Su primera edición fue de solo 500 ejemplares; pero ya para 1912 se había incrementado a 2.000, que eran esperados con gran expectativa por la ciudadanía quiteña, que había encontrado en El Comercio una ventana abierta a la información, con artículos escritos por periodistas de fuste y de reconocida veracidad.

El esfuerzo personal del Sr. Carlos Mantilla -quien se hizo cargo del diario a partir de 1935-, junto al de sus hijos Carlos y Jorge, fue el dínamo que generó una verdadera escuela de periodismo veraz, objetivo y dedicado al servicio de las más altas causas de libertad y justicia nacional. El 8 de julio de 1938, con la creación del vespertino Ultimas Noticias, se cumplió una vieja aspiración por la cual habían luchado durante muchos años.

Dos años más tarde, gracias a la iniciativa de don Carlos Mantilla Ortega se creó la Unión Nacional de Periodistas; y el 18 de agosto de ese mismo año se fundó Radio Quito, complementándose entonces una trilogía de información periodística directa y de primera mano.

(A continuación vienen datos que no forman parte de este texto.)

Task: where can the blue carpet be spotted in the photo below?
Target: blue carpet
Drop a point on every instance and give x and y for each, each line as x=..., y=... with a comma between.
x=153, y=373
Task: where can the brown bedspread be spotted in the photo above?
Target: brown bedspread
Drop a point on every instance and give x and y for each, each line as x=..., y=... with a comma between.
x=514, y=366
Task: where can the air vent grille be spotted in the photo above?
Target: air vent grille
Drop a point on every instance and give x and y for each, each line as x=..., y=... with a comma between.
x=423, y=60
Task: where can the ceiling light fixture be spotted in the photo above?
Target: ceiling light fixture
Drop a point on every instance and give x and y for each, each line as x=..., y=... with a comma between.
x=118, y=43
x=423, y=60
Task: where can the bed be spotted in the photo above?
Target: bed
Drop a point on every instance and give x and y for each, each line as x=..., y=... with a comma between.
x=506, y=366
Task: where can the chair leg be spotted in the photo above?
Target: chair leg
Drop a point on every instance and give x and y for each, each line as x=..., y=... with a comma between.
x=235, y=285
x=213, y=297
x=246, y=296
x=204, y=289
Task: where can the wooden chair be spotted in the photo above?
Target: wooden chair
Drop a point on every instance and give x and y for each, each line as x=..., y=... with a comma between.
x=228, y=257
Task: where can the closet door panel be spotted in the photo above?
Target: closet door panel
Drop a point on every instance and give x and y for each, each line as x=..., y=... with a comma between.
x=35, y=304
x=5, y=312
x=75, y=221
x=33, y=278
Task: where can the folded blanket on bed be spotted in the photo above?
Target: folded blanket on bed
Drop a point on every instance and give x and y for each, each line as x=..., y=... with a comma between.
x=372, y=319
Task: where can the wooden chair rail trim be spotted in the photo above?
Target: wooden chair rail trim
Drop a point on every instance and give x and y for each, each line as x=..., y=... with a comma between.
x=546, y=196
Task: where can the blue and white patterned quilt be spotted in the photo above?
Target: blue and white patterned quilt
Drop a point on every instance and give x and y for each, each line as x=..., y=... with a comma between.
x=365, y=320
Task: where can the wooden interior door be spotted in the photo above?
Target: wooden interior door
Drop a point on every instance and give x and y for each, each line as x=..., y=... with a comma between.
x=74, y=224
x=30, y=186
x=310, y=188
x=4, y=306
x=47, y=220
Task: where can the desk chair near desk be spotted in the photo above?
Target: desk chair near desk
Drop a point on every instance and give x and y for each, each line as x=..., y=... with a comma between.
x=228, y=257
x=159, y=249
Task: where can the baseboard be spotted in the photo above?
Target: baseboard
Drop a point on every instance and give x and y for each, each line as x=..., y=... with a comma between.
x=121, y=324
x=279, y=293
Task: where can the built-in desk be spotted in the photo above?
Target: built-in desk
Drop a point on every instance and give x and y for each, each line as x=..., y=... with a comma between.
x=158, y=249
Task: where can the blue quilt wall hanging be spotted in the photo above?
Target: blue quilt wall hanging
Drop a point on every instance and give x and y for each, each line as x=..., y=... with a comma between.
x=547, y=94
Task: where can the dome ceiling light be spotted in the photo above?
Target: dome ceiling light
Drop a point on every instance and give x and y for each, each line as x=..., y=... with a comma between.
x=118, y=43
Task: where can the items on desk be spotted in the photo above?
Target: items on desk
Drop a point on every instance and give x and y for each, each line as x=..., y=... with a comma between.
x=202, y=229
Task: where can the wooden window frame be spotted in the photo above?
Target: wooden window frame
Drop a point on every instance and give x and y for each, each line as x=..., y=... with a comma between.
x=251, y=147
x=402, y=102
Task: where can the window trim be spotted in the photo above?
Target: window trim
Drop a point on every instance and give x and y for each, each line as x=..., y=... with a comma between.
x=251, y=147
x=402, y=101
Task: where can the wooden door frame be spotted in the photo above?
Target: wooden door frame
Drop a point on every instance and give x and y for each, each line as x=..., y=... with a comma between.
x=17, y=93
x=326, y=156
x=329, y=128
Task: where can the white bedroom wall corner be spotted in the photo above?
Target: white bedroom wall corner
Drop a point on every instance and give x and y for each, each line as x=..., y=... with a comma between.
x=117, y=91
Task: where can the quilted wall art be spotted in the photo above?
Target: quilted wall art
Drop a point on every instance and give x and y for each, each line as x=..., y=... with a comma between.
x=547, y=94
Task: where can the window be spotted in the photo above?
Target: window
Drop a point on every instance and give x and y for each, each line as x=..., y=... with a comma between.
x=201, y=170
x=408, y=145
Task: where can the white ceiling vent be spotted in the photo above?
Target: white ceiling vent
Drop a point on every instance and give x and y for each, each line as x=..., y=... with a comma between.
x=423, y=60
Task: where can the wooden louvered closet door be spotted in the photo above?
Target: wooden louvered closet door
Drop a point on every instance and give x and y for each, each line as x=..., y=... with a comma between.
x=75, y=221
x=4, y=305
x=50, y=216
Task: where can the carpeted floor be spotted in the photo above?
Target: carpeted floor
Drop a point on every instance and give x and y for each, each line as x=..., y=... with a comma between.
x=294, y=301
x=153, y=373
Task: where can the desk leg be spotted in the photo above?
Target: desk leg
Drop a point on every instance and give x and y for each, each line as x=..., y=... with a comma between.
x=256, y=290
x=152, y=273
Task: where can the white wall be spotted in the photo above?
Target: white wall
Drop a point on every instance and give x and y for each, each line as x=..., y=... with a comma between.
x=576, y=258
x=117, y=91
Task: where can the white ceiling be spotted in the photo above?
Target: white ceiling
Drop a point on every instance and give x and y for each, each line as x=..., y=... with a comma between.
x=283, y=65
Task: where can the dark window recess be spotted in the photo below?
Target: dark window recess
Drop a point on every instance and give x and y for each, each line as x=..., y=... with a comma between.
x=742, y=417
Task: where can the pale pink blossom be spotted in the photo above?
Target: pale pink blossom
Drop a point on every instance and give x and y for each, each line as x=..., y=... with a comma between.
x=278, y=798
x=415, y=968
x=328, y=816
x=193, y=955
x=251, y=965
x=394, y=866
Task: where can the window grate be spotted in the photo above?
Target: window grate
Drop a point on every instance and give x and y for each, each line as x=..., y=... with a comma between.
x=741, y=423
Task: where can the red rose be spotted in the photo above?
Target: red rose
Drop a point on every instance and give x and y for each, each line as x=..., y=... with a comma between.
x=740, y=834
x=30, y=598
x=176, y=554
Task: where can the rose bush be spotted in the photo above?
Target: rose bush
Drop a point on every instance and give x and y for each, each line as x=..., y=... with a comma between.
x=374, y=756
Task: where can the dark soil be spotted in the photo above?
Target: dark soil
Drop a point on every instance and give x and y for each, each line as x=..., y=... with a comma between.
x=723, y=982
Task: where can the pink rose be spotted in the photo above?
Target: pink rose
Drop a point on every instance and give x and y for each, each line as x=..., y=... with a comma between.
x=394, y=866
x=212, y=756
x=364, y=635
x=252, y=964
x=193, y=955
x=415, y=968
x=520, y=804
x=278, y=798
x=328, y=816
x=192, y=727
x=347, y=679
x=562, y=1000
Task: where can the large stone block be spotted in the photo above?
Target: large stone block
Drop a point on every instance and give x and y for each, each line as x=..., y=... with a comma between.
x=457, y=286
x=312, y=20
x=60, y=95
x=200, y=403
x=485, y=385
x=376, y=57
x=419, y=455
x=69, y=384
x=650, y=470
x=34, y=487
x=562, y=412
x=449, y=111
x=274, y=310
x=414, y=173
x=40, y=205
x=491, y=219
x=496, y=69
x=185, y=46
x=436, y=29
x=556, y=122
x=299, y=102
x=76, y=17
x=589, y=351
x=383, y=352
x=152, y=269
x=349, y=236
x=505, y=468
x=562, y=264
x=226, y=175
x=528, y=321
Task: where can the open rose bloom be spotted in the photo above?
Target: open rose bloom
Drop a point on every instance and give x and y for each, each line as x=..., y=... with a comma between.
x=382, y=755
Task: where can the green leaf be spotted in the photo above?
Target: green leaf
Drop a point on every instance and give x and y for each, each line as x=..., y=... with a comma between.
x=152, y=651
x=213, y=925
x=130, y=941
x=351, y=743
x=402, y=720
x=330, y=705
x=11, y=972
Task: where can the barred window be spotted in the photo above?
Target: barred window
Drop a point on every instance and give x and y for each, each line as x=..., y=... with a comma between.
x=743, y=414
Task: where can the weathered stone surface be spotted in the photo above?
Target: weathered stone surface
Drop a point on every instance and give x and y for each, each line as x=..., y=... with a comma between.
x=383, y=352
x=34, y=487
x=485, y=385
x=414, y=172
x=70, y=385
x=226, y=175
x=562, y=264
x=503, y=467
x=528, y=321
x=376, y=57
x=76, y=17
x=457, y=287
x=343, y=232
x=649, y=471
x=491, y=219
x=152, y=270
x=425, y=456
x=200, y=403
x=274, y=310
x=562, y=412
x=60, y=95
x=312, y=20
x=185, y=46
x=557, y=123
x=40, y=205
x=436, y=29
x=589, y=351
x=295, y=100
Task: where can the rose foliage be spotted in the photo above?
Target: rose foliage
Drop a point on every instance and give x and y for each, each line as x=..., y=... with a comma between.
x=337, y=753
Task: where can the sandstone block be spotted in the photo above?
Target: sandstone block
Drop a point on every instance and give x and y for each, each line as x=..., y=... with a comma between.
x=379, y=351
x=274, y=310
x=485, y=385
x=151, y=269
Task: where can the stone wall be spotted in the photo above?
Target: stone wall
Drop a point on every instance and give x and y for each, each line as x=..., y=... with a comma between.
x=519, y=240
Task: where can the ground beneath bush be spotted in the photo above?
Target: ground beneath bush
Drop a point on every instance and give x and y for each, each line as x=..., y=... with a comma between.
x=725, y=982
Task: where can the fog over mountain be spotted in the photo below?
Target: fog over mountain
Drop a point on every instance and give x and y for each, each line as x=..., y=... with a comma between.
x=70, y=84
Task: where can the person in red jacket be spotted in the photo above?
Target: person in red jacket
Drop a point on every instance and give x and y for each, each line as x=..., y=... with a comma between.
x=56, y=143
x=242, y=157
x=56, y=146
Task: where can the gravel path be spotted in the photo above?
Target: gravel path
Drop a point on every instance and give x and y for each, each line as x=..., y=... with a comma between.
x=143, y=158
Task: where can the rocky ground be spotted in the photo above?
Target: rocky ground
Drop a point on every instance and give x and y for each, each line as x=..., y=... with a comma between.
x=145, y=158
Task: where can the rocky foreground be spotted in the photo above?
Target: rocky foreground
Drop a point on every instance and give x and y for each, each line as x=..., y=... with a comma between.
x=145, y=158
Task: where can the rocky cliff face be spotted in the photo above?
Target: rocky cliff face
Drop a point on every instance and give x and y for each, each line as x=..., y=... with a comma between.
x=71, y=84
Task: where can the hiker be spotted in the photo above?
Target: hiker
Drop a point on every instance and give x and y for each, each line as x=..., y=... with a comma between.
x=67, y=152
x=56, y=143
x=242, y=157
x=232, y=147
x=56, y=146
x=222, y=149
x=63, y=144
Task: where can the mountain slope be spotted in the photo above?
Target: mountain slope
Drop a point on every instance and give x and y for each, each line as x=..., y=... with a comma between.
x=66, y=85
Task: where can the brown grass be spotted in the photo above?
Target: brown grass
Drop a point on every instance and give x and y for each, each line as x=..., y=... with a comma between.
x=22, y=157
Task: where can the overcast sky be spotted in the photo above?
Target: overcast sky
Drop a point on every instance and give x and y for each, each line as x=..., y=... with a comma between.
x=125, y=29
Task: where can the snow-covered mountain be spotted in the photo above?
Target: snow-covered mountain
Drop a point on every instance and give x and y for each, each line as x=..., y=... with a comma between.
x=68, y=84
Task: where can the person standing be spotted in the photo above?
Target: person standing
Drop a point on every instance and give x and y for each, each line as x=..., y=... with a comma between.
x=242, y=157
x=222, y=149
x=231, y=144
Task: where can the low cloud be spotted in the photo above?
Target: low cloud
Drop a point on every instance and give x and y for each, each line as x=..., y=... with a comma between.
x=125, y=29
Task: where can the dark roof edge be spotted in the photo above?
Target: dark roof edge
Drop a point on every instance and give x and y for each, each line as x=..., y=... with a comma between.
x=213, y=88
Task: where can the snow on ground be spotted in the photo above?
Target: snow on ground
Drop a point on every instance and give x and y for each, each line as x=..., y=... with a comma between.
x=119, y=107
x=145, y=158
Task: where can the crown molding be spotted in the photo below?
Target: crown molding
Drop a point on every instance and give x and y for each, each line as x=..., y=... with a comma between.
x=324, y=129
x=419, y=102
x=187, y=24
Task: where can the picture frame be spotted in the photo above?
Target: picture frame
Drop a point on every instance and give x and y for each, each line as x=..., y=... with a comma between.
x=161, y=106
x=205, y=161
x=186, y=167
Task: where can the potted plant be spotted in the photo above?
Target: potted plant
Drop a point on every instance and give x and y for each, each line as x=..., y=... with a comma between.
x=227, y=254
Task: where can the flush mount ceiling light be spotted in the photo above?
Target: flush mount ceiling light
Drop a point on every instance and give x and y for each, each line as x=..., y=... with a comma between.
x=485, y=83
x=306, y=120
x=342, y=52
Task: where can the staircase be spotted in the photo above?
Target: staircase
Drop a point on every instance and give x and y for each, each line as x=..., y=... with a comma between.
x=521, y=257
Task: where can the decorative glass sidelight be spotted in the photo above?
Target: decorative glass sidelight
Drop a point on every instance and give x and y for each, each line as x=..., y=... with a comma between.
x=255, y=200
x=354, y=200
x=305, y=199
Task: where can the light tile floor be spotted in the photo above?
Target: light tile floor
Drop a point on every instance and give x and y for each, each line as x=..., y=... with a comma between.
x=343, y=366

En la actualidad, gracias a su información veraz, oportuna y objetiva, El Comercio se ha convertido en uno de los diarios más importantes del Ecuador.

“A lo largo de estos años, EL COMERCIO se ha convertido en un adalid de la libertad de expresión y en un defensor in­nato de los más altos intereses del país. Su brújula siempre ha apuntado al desarrollo social y al sostenimiento de la democracia. En este quehacer, sin embargo, este Diario ha sufri­do persecuciones e incom­prensiones por parte de los po­deres públicos. Pero sus valo­res se mantienen inalterables: su independencia editorial se sustenta en la esforzada auto­nomía financiera. Este Diario comprende así el periodismo.Sobre este andamiaje desarro­lla sus contenidos. El lector es testigo de este largo proceso que se acerca al primer siglo” (El Comercio, Enero 1 del 2004).